A few years ago I went on a quest for a red alder tree to plant in my yard (see old blog post here).  I found what I thought was a red alder tree and planted it, and it turned out to be a common sitka alder -  not the red alder I had wanted (click here for post).  Eventually, a blog reader named Tom took pity on me and sent me some actual red alders to plant (click here for post).  That first summer the new red alders did really well and actually doubled in size.  I thought I had accomplished my goal.

And then came a very hard winter which frosted and killed one alder and damaged the others.  Still in the spring the alders were doing well and when I left for the summer field season they were all leafed out and growing.  But when I came back later in the summer I found to my horror that the lawn mowing service had girdled the trunks with the weed-eater.  And so phase one of my Cliffside alder quest ended - All red alders dead.

Anyway, last fall Tom called and asked how the alders were doing, and I told him the sad news.  He commiserated and asked if I wanted to try again.  Boy did I ever!  And so I recently got another shipment of red alder saplings along with some big leaf maple and grand and douglas fir saplings.  I planted them all in various protected areas of the lawn.

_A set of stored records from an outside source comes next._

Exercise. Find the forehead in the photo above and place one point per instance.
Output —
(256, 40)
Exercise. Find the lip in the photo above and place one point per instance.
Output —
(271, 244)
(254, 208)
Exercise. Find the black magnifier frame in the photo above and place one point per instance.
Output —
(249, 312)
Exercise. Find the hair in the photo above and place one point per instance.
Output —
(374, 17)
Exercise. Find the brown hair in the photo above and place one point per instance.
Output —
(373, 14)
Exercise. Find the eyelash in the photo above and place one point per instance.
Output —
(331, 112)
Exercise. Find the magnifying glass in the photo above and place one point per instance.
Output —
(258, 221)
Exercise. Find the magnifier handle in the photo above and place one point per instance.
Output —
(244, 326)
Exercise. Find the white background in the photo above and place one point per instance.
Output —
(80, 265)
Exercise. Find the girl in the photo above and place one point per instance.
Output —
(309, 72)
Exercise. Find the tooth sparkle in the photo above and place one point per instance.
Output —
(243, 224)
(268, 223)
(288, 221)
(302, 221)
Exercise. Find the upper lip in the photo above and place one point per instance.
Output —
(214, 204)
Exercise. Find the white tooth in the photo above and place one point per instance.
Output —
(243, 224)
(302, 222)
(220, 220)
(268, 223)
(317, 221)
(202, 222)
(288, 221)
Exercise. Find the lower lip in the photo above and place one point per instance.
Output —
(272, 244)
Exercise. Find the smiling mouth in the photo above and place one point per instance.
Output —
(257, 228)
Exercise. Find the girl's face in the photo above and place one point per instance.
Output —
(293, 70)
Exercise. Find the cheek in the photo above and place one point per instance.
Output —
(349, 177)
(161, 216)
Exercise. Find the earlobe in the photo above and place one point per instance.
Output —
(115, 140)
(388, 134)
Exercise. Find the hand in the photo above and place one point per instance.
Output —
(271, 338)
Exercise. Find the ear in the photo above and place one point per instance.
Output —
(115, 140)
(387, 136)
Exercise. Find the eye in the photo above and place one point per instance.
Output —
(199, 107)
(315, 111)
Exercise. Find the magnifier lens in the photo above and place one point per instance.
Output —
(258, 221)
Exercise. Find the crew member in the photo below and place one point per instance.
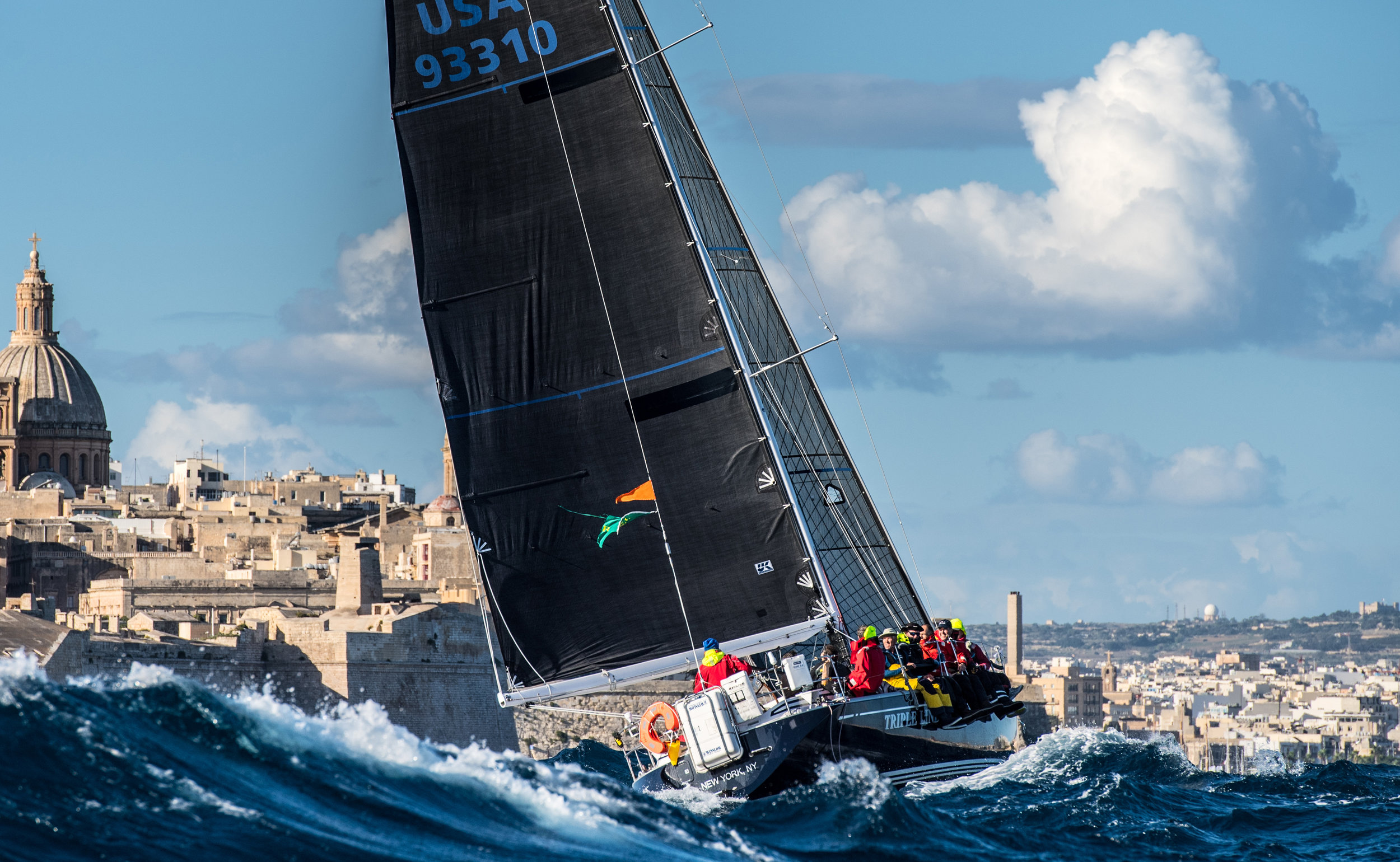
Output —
(975, 658)
(867, 665)
(716, 667)
(967, 685)
(905, 659)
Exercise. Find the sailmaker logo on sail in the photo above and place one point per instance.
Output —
(612, 524)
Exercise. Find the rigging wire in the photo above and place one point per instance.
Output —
(491, 650)
(603, 296)
(822, 300)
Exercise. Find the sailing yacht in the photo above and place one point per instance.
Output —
(643, 457)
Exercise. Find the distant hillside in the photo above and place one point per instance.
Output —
(1336, 634)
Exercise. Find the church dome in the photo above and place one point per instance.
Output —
(55, 391)
(48, 479)
(54, 388)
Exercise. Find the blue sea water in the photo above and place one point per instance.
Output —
(157, 767)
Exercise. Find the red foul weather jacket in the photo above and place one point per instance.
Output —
(710, 676)
(867, 669)
(972, 654)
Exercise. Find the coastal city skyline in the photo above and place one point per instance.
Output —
(241, 276)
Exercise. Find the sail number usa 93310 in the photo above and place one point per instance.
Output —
(479, 54)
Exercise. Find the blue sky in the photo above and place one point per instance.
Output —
(1143, 363)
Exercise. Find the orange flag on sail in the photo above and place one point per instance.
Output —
(642, 491)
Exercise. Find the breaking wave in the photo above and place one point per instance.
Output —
(153, 766)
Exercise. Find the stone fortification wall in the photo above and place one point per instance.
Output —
(552, 731)
(429, 669)
(155, 566)
(122, 597)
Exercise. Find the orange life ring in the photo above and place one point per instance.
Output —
(648, 731)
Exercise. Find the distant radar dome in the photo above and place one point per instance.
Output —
(46, 479)
(444, 504)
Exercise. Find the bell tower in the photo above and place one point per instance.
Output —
(34, 303)
(449, 472)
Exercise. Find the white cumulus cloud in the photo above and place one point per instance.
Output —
(362, 335)
(1105, 468)
(1182, 213)
(172, 433)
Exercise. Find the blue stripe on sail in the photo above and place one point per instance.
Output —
(580, 392)
(506, 86)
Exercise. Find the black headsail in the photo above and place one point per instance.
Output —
(617, 462)
(856, 553)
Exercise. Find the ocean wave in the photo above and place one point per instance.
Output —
(152, 765)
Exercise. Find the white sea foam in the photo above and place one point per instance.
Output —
(860, 779)
(1056, 759)
(698, 802)
(559, 799)
(21, 665)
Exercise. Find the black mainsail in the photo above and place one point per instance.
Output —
(628, 451)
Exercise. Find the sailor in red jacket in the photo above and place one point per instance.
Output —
(867, 665)
(716, 667)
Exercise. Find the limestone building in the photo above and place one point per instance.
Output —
(52, 423)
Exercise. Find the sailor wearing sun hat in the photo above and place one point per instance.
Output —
(716, 667)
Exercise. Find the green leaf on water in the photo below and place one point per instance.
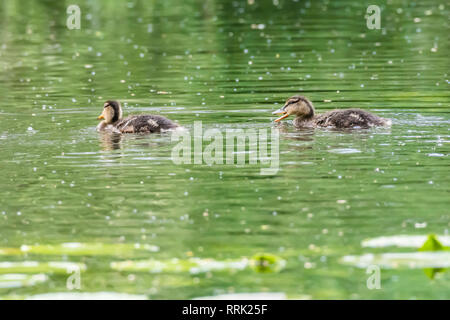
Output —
(432, 244)
(266, 262)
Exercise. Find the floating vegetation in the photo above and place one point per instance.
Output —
(411, 260)
(247, 296)
(259, 263)
(87, 296)
(266, 262)
(80, 249)
(40, 267)
(403, 241)
(433, 256)
(432, 244)
(18, 280)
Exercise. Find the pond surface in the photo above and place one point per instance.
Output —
(134, 222)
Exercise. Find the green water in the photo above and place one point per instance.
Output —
(227, 64)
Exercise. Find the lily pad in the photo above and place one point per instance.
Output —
(412, 260)
(80, 249)
(403, 241)
(87, 296)
(18, 280)
(40, 267)
(199, 265)
(247, 296)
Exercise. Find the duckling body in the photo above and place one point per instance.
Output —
(112, 121)
(304, 111)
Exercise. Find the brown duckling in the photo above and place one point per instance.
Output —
(303, 109)
(112, 121)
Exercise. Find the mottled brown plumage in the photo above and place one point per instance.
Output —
(112, 121)
(303, 109)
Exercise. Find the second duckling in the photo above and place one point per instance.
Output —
(112, 121)
(304, 111)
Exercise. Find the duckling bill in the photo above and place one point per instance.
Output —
(112, 121)
(305, 116)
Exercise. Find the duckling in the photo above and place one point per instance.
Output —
(303, 109)
(112, 121)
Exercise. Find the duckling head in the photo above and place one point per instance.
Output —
(112, 112)
(299, 106)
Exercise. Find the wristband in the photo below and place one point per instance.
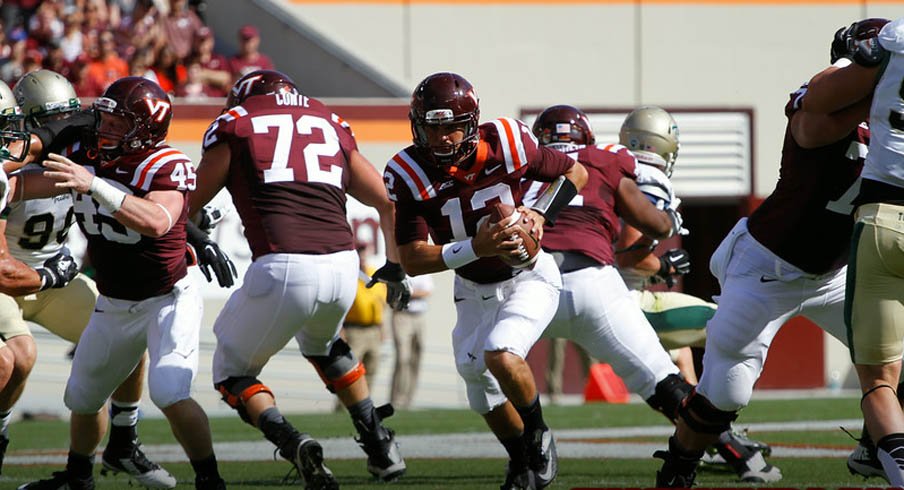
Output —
(106, 195)
(458, 254)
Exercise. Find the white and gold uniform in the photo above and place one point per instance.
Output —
(36, 230)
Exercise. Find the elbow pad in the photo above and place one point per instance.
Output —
(555, 198)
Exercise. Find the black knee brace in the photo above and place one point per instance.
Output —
(237, 390)
(701, 416)
(338, 369)
(669, 394)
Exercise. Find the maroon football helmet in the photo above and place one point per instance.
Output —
(563, 124)
(445, 99)
(260, 82)
(144, 111)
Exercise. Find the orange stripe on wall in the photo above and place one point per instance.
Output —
(594, 2)
(370, 131)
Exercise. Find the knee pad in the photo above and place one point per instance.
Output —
(236, 391)
(701, 416)
(338, 369)
(669, 394)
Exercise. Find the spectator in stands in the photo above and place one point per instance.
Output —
(107, 66)
(94, 20)
(14, 67)
(140, 65)
(72, 40)
(408, 338)
(215, 72)
(249, 58)
(45, 26)
(169, 70)
(195, 89)
(181, 27)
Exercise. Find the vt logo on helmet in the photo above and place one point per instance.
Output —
(133, 115)
(444, 117)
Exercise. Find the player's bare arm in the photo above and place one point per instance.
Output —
(812, 130)
(152, 215)
(637, 211)
(366, 185)
(419, 257)
(212, 172)
(834, 89)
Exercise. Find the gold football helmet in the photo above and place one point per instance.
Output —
(651, 133)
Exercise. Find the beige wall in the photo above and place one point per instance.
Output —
(604, 54)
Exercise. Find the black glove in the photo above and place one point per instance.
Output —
(398, 291)
(57, 271)
(675, 259)
(207, 254)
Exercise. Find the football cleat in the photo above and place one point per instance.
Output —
(542, 457)
(674, 472)
(60, 481)
(205, 483)
(384, 460)
(136, 464)
(746, 459)
(519, 479)
(4, 443)
(864, 461)
(307, 455)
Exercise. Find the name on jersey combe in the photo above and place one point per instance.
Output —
(292, 99)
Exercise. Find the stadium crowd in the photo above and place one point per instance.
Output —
(95, 42)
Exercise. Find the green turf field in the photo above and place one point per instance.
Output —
(29, 437)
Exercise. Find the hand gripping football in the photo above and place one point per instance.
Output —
(530, 246)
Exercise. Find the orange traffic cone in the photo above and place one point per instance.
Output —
(603, 385)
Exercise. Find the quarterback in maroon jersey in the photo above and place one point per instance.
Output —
(444, 186)
(787, 259)
(130, 202)
(288, 162)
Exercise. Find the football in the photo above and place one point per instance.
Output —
(530, 246)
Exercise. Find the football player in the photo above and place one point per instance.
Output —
(130, 202)
(679, 320)
(288, 162)
(652, 136)
(16, 277)
(788, 258)
(36, 230)
(444, 186)
(596, 310)
(872, 73)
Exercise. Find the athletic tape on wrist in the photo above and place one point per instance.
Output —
(458, 254)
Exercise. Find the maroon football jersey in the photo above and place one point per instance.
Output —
(130, 265)
(590, 223)
(807, 219)
(448, 205)
(288, 174)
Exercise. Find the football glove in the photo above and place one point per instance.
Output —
(398, 290)
(207, 255)
(57, 271)
(676, 260)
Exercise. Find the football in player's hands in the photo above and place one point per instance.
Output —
(530, 245)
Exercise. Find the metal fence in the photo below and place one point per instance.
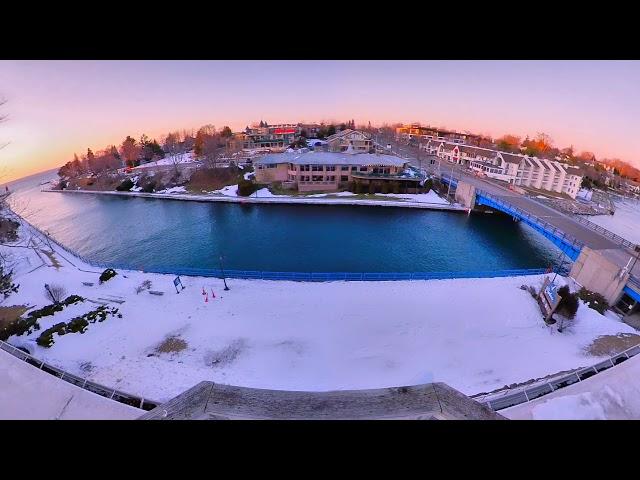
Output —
(603, 231)
(110, 393)
(501, 401)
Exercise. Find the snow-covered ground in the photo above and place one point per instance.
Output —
(625, 222)
(170, 160)
(473, 334)
(431, 197)
(28, 393)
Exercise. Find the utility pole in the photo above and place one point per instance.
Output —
(223, 277)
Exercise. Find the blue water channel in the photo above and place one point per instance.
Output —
(152, 234)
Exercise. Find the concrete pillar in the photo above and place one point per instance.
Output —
(596, 273)
(466, 194)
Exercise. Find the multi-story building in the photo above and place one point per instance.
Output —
(349, 140)
(274, 137)
(420, 133)
(516, 169)
(329, 171)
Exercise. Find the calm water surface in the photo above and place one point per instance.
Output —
(150, 233)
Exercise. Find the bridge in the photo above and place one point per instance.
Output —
(570, 234)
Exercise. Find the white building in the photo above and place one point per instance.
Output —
(512, 168)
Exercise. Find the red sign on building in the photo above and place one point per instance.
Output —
(284, 131)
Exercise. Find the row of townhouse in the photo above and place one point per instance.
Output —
(516, 169)
(419, 132)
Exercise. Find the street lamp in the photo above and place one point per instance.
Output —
(223, 278)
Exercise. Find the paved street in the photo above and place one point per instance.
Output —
(562, 221)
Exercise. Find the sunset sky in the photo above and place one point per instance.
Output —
(56, 108)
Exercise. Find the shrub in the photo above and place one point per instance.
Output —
(77, 325)
(568, 306)
(428, 185)
(593, 300)
(46, 338)
(108, 274)
(54, 292)
(72, 299)
(7, 287)
(146, 285)
(246, 187)
(125, 186)
(148, 187)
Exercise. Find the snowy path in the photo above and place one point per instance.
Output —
(625, 222)
(229, 194)
(309, 336)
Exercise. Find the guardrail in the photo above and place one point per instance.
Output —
(573, 243)
(605, 232)
(502, 401)
(110, 393)
(302, 276)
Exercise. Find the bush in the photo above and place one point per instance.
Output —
(146, 285)
(568, 306)
(54, 292)
(593, 300)
(149, 187)
(428, 185)
(246, 187)
(125, 186)
(108, 274)
(46, 338)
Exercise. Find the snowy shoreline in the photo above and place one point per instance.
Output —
(303, 336)
(273, 200)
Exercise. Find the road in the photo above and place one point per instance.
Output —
(594, 240)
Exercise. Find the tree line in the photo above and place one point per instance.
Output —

I've learned a few things - only the most protected spots this time; each sapling will get a metal cage, and next winter (and the next few nights which are supposed to be in the low 20s) each sapling will get coat to protect against extreme cold.  I also talked to a local tree expert who recommended putting dead leaf litter from common alders around the red alder tree roots.  He said there is a symbiotic bacteria that alders use to fix nitrogen, and that it would help the new red alders get going if I could fix them up with some of this bacteria.

And so the red alders are in - and now it's time to care for them and keep the fingers crossed!  Thank you Tom!